#NeuralTalkTheano
This project contains Python+numpy+theano source code for learning Multimodal Recurrent Neural Networks that describe images / Videos with sentences. Code structure is derived from the original neuraltalk code relased by Andrej Karpath at https://github.com/karpathy/neuraltalk but the implementations is based on theano and hence can run on GPU's
This code was used in our entry for the LSMDC Challenge and described in the paper "Video captioning with recurrent networks based on frame- and video-level features and visual content classification" (http://arxiv.org/abs/1512.02949)
-
Checkout the code using git
-
Make sure you have theano installed and working. As a quick check "import theano" should work without any errors on a python shell
-
The code expects the data files to be in "data/<dataset_name>" directory. It needs a .json file containing all the training/validation/test samples and we need a .mat feature file containin the CNN image / dense trajectory video features for each sample. Actual images are only needed for visualisation of results and are not needed during training. (For Aalto users sample dataset.json and feature file can be found in /triton/ics/project/imagedb/picsom/databases/COCO/analysis/shettyr1 directory for COCO dataset)
-
Now you have everything you need. You can start the training by running the driver_theano.py file. To see the input options run "python driver_theano.py --help". Sample command is below:
python driver_theano.py -d coco -l 0.404e-3 --decay_rate 0.999 --grad_clip 10.0 --image_encoding_size 600 --word_encoding_size 600 --hidden_size 600 -o cvCoco/layer6/ --fappend c_in14_o6_fc7_d_c --worker_status_output_directory statusCoco --write_checkpoint_ppl_threshold 20 --regc 2.66e-07 --batch_size 64 --eval_period 0.5 --max_epochs 30 --feature_file feat_new_fc7_4096.mat --image_feat_size 4096 --data_file dataset.json --mat_new_ver
-
You can monitor the training using monitor_cv.html.
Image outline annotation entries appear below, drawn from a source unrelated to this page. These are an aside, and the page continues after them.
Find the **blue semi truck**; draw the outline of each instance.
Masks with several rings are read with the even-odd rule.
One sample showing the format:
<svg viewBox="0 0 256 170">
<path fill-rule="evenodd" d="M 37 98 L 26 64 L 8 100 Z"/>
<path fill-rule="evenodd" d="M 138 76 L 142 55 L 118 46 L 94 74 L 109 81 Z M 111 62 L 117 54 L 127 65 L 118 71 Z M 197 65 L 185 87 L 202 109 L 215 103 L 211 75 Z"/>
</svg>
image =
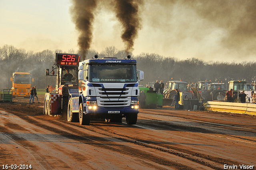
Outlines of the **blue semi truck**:
<svg viewBox="0 0 256 170">
<path fill-rule="evenodd" d="M 89 125 L 91 118 L 106 121 L 135 124 L 139 112 L 138 82 L 144 72 L 136 70 L 136 61 L 128 55 L 124 59 L 102 58 L 96 55 L 80 62 L 78 89 L 68 89 L 68 121 L 79 119 Z"/>
</svg>

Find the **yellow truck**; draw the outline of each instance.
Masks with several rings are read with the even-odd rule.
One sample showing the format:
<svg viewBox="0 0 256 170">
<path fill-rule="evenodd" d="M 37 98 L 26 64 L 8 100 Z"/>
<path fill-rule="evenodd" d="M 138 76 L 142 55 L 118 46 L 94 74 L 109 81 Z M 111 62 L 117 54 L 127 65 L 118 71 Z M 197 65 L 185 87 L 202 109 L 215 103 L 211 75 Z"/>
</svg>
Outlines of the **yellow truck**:
<svg viewBox="0 0 256 170">
<path fill-rule="evenodd" d="M 13 98 L 30 97 L 31 82 L 34 82 L 34 78 L 31 78 L 31 74 L 26 72 L 15 72 L 12 73 L 11 81 L 12 82 Z"/>
</svg>

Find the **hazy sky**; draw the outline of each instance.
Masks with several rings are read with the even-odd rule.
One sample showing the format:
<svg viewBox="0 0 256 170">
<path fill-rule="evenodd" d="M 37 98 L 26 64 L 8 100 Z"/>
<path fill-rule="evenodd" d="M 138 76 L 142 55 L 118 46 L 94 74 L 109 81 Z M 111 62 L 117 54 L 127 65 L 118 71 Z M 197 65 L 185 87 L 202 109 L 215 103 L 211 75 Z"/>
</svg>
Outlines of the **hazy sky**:
<svg viewBox="0 0 256 170">
<path fill-rule="evenodd" d="M 109 0 L 99 1 L 90 45 L 124 50 L 122 27 Z M 144 0 L 141 28 L 133 54 L 155 53 L 180 60 L 254 61 L 256 57 L 255 1 Z M 0 0 L 0 47 L 12 45 L 34 52 L 78 49 L 70 0 Z"/>
</svg>

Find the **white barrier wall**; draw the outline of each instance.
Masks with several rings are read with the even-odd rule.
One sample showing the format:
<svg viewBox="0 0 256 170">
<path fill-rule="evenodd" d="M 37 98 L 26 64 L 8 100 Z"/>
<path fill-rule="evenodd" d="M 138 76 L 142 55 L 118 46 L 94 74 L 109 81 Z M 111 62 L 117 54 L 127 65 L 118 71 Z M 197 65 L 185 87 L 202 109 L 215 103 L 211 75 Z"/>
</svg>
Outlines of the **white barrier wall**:
<svg viewBox="0 0 256 170">
<path fill-rule="evenodd" d="M 256 104 L 208 101 L 205 110 L 256 115 Z"/>
</svg>

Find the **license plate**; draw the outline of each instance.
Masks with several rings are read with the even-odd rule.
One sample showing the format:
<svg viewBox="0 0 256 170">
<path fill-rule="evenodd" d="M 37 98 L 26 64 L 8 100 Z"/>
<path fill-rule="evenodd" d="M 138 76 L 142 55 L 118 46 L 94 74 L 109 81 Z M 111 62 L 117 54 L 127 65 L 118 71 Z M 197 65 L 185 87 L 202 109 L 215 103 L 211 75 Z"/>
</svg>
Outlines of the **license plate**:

Make sure to point it to the right status file. Instructions from original neuraltalk code given below:
- "The status can be inspected manually by reading the JSON and printing whatever you wish in a second process. In practice I run cross-validations on a cluster, so my
cv/
fold er fills up with a lot of checkpoints that I further filter and inspect with other scripts. I am including my cluster training status visualization utility as well if you like. Run a local webserver (e.g.$ python -m SimpleHTTPServer 8123
) and then openmonitorcv.html
in your browser onhttp://localhost:8123/monitorcv.html
, or whatever the web server tells you the path is. You will have to edit the file to setup the paths properly and point it at the right json files"
- "The status can be inspected manually by reading the JSON and printing whatever you wish in a second process. In practice I run cross-validations on a cluster, so my
-
Once the training is complete ( or even during training) you can use the checkpoint files saved (default in cv/ folder) to evaluate the model on test dataset or use it to predict on arbitrary images.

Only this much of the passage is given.